Aufstieg in die Spitzenregion des musikalischen Himalaya

John Neumeier choreografiert Gustav Mahlers Siebte Sinfonie

oe
Hamburg, 05/12/2005

In seiner jahre-, ja jahrzehntelangen choreografischen Erkundung des Mahlerschen Zentralmassivs hat sich John Neumeier an den schwierigsten, sperrigsten und widersprüchlichen Gipfel gewagt: Mahlers Siebte Sinfonie aus den Jahren 1903/05. Was hier alles musikalisch zusammen kommt, Vergangenes, Gegenwärtiges, Zukunftsbefürchtetes, k.u.k.-Nostalgie im Angesicht der heraufziehenden Katastrophe, hat bisher kein Mahler-Apologet, auch kein Theodor W. Adorno, plausibel entschlüsseln können. Dafür findet hier allzu viel Disparates statt, bis hin zum lärmenden „Meistersinger“-Finale. Unter der musikalischen Leitung von Klauspeter Seibel erwiesen sich die Hamburger Philharmoniker als gewissenhafte Treuhänder ihres einstigen Kapellmeisters G.M.

Auch Neumeier gelingt keine schlüssige Interpretation. „Lieder der Nacht“ nennt er seinen Zweiteiler, dem er überflüssigerweise acht Chopin-„Nocturnes“, gespielt auf der Bühne von Lauma Skride, vorangestellt hat, Skizzen für zehn seiner besten Tänzer, die meisten à deux, sozusagen Trockenübungen in nächtlichen Stimmungsbildern, bei denen ständig Tassen hin und her gereicht werden. Die sich aber nur ausnahmsweise, etwa im Verliebtheits-Pas-de-deux von Hélène Bouchet und Thiago Bordin oder im Pas de trois der drei Männer mit Jiří und Otto Bubeníček samt Ivan Urban zu Charakterstudien verdichten und nie die festen Konturen etwa von Robbins‘ „Dances at a Gathering“ gewinnen.

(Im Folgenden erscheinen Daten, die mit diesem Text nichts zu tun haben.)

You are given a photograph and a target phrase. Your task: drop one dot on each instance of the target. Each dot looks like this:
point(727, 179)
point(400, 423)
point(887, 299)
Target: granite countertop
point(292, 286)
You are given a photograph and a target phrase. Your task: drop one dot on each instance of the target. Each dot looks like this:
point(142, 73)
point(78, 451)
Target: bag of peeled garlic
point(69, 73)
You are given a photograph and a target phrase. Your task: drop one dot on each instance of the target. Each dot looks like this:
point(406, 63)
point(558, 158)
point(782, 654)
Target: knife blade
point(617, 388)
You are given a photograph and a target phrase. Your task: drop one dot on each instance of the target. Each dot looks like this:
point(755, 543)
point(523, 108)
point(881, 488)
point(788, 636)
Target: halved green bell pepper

Repräsentanten der Hamburger Neumeier-Opposition fragen verständlicherweise: Also wenn Neumeier schon nicht mehr alle Tassen im Schrank hat – muss er sie dann auch noch auf der Bühne ausstellen? Ein fades Ballett zum Vergessen! Umso imposanter nach der Pause der Ansturm auf den Gipfel, an dem die ganze Kompanie beteiligt ist. Mit drei Schlüsselfiguren, über die man einen ganzen Roman schreiben könnte, ohne ihren Charakter vollends entschlüsseln zu können, es sei denn, man hieße Robert Musil (oder nicht doch Ödön von Horvath?) Doch wie sind dann die Rokoko-Galanterien (mit den Tassen, versteht sich) unterzubringen? Etwa als Sahnehäubchen von Hofmannsthal? Die Schlüsselfiguren, das sind hier Joelle Boulogne (immer mit einem Wickelpaket herumlaufend – auch so eine Neumeiersche Privatmythologie), der sehr kämpferisch sich ins Zeug legende Alexandre Riabko und vor allem Lloyd Riggins, als ein tagträumender Poet aus der Schubert-Gilde.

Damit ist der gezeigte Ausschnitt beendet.